Christ is not only the Son of God’s love in whom all that God is has come before men, and is seen in Him now in the presence of the Father, but He is the Man of God’s counsels, the Second Man, the Last Adam, of whom the first Adam was a figure. The God of this world succeeded in defacing the image of God in the first man when he caused him to fall from his first estate of innocency, but he was unable to find anything in the Second Man on which to act. Adam was disobedient, and death was the consequence for him and for his face, but Jesus, the Second Man was obedient unto death, and in resurrection is seen as the Last Adam, the Head of a new race.
The gospel tells us of God’s grace in Christ for the blessing of men, but also tells us of the “glory of Christ, who is the image of God” (2 Cor. 4:4), directing the hearts of all men to Him whom God has glorified at His right hand. In Christ glorified we learn what God’s thoughts are of Man. Now, in the glory, is the Man who sets forth all God’s thoughts for the blessing of men now, and for the blessing of men in the world to come. Indeed, Christ as the image of God tells us of what Man will be for God as the Head over all things, and this because of who He is as God’s anointed, and as having secured for God the glory of redemption. The god of this world cannot touch the glory of the Last Adam, the image of God, but he has succeeded in hiding that glory from the vision of those who do not believe in Jesus.

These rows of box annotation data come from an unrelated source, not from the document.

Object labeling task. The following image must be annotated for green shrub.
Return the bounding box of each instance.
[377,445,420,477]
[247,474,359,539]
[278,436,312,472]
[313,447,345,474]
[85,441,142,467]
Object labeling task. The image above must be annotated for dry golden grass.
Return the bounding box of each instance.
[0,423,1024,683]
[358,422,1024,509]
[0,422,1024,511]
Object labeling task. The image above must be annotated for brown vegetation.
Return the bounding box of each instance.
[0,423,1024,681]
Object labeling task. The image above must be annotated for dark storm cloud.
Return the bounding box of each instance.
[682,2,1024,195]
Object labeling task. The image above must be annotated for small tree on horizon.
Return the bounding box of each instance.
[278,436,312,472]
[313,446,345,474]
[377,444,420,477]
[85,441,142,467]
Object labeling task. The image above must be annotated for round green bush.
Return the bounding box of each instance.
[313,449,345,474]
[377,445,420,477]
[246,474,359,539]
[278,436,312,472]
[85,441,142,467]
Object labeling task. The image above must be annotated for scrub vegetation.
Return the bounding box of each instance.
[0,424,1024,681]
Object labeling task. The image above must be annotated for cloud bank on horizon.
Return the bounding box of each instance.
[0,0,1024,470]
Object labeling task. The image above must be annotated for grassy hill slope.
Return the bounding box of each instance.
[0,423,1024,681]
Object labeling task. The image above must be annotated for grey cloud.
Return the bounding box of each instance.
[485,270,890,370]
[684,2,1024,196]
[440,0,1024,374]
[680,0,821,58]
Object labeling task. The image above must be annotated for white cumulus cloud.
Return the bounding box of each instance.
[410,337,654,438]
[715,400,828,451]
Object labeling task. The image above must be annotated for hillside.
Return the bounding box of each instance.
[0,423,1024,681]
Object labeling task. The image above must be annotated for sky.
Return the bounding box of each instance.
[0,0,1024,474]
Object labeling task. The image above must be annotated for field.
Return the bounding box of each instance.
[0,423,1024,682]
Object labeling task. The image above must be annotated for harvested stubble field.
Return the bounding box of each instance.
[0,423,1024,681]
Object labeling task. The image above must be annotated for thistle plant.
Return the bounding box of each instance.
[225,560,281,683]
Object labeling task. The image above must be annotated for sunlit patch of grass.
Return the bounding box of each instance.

Man Created in God’s Image
When God created man He formed him in a unique way, breathing into his nostrils the breath of life, and man became a living soul. This distinguished man from the lower animals, and fitted him for his place of headship over the lower creation. Moreover, we read of God’s counsel in regard to man, for He said, “Let us make man in our image, after our likeness” (Gen. 1:26). When Adam sinned his likeness to God was lost, never to be recovered, but the image was retained though disfigured, for Adam, even as fallen was God’s representative as head over the lower creation. Adam unfallen was like God as being pure and undefiled, but sin not only made man guilty, it also ruined and defiled him.
After Noah came forth from the ark all the living creatures of the lower creation were delivered into his hand, and the sword of God’s government of the earth was also given to him, and God said, “And surely your blood of your lives will I require; at the hand of every beast will I require it…at the hand of every man’s brother will I require the life of man. Whoso sheds man’s blood, by man shall his blood be shed” (Gen. 9:5-6). Then God gave the reason for requiring His judgment to be carried out, “for in the image of God made He man.” Men vainly imagine that they are wiser than God in setting aside His decree of capital punishment. It is a solemn matter that those who profess to be Christians should join in this, and it is hardly surprising that murder increases where the divine decree is set at naught.
When the disciples of the Pharisees and the Herodians sought to entangle the Lord with the question about paying tribute to Caesar, the Lord asked to be shown a penny, then said, “Whose is this image and superscription?” They answered, “Caesar’s,” and the Lord replied, “Render therefore unto Caesar the things which are Caesar’s; and unto God the things that are God’s” (Matt. 22:15–21). This was not only a word to silence their objections, and to meet their hypocrisy, but was also a word for their consciences. They bore the image of God, and ought to have rendered to God what belonged to Him, but instead of putting themselves at God’s disposal they were found in opposition to Him and to His Son.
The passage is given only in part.